We learned that sometimes you have to let the music flow like a narrative, without strict genre rules, and trust that atmosphere and emotion will take the song where it needs to go. It doesn’t always come easily, but when it works, it’s completely unique.
Has there ever been a reaction from the audience — on stage or off — that made you rethink a song, its energy or its message?
Yes. There was a song, Midnight Creature, that seemed to bore or lull the audience. So we modified it and re-recorded it with changes, and now people love it. Basically, we changed the rhythms, tempos and made it more alive.
Before stepping on stage, many musicians develop small, almost unconscious rituals. If you had to define yours in three essential gestures, what would they be and what do they give you mentally?
First, there’s always a beer nearby: it helps us relax, loosen up and remember that we’re there to enjoy ourselves, not just to play.
Second, the closed-fist bump: our infallible ritual of friendship. No matter what happens, we know it’s all for one and one for all.
And third, a moment of silence before going on stage: we look at each other, take a deep breath and focus on the music we’re about to deliver. It’s like telling ourselves, “Okay, everything else disappears now — this is what matters.”
They’re simple gestures, but they remind us who we are, that we trust each other, and that we’re ready to unleash all the power of Wicked Leather at every show.
Your concert and backstage photos seem to tell a parallel story to the music. If one of those images could become a film scene, which moment would you choose and what story do you think it holds?
Well, there are so many photos, and each one has its own story. Some might look like horror — well, not exactly, haha. They’re more stories of extreme friendship, tour exhaustion and crazy moments that only happen between people who share a stage and the road.

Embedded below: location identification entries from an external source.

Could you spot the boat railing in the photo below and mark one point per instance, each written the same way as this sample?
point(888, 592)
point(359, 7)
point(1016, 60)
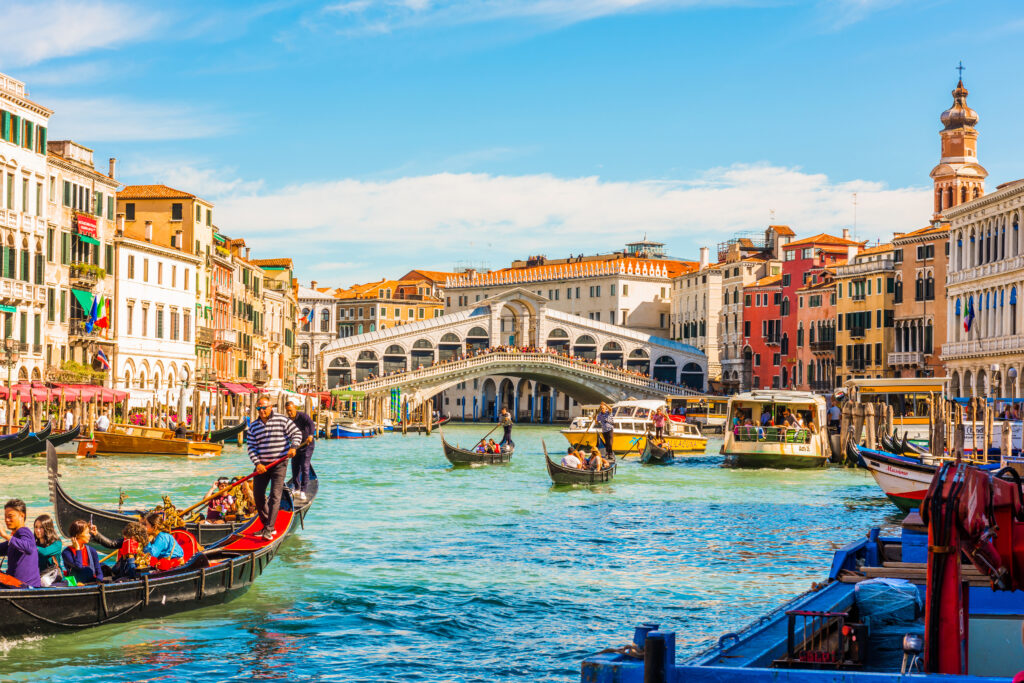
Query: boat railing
point(772, 434)
point(541, 357)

For example, there’s a photo where we’re all lying on the backstage floor after a brutal show, surrounded by cables, pedals and beer cans. It could be a scene from a movie where the heroes survive an epic battle — exhausted, but victorious. Every photo has that spirit: tiredness, laughter, complicity… and a bit of controlled chaos.
Within the band, what creative conflict or disagreement turned out, in hindsight, to be one of the best decisions for defining Wicked Leather’s identity?

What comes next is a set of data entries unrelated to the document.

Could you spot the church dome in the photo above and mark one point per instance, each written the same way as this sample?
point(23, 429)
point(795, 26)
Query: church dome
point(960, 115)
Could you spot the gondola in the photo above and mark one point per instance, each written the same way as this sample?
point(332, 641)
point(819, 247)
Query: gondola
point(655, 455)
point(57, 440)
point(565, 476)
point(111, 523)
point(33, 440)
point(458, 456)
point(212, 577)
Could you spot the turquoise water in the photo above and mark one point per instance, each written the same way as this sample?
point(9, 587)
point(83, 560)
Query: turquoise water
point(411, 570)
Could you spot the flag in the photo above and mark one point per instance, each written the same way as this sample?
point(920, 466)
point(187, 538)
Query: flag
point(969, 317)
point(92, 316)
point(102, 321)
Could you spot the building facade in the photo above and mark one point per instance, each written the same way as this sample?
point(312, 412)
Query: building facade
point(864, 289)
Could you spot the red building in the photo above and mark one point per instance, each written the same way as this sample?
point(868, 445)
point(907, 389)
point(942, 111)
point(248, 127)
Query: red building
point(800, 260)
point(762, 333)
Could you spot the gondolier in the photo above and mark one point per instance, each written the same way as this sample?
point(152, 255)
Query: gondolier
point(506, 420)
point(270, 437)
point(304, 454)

Before Wicked Leather there was another band that doesn’t deserve to be named, but the wisest decision was to burn everything down and start from zero.
Thank you for your time and your music. To close: if Season of the Witch were an open letter to the listener, what would you like each person to take with them after hearing it for the first time?

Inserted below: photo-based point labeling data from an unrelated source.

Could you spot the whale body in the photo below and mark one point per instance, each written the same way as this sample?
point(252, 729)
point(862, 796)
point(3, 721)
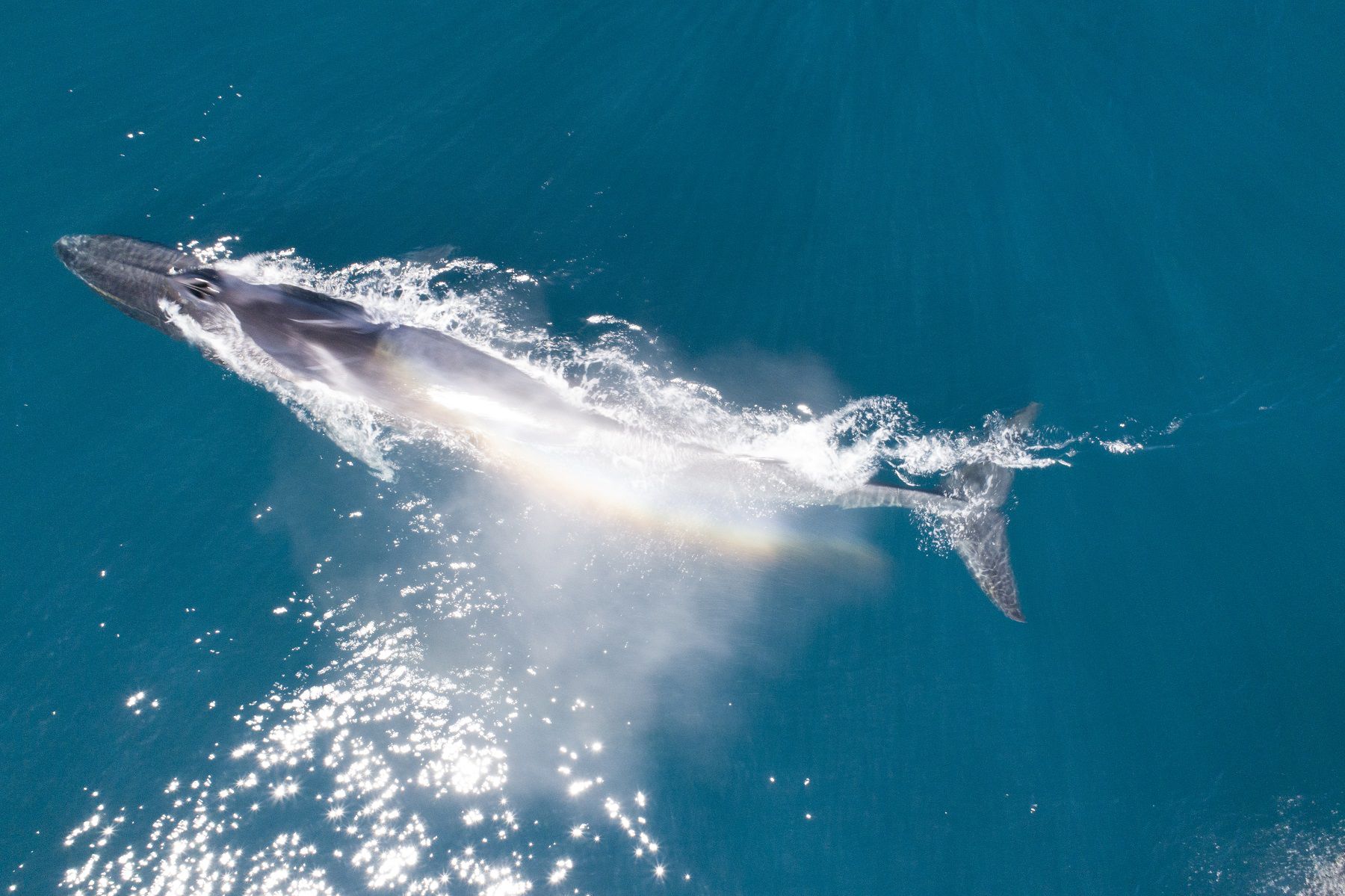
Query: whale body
point(432, 377)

We want them to take away a feeling of strength and freedom. To feel that music doesn’t have to ask for permission or fit into formulas. To allow themselves to be who they are, with everything that implies: intensity, darkness, joy, aggression… all together.
Season of the Witch is an invitation to embrace darkness and our scars, because they’re part of who we are. To let the music take them, shake them, possess them, and remind them that heavy metal isn’t just noise: it’s energy, personality, attitude… and acceptance of what we carry inside.
If, at the end of the first listen, someone feels a little more alive, more awake, more complete with their own marks and shadows… then we did our job right.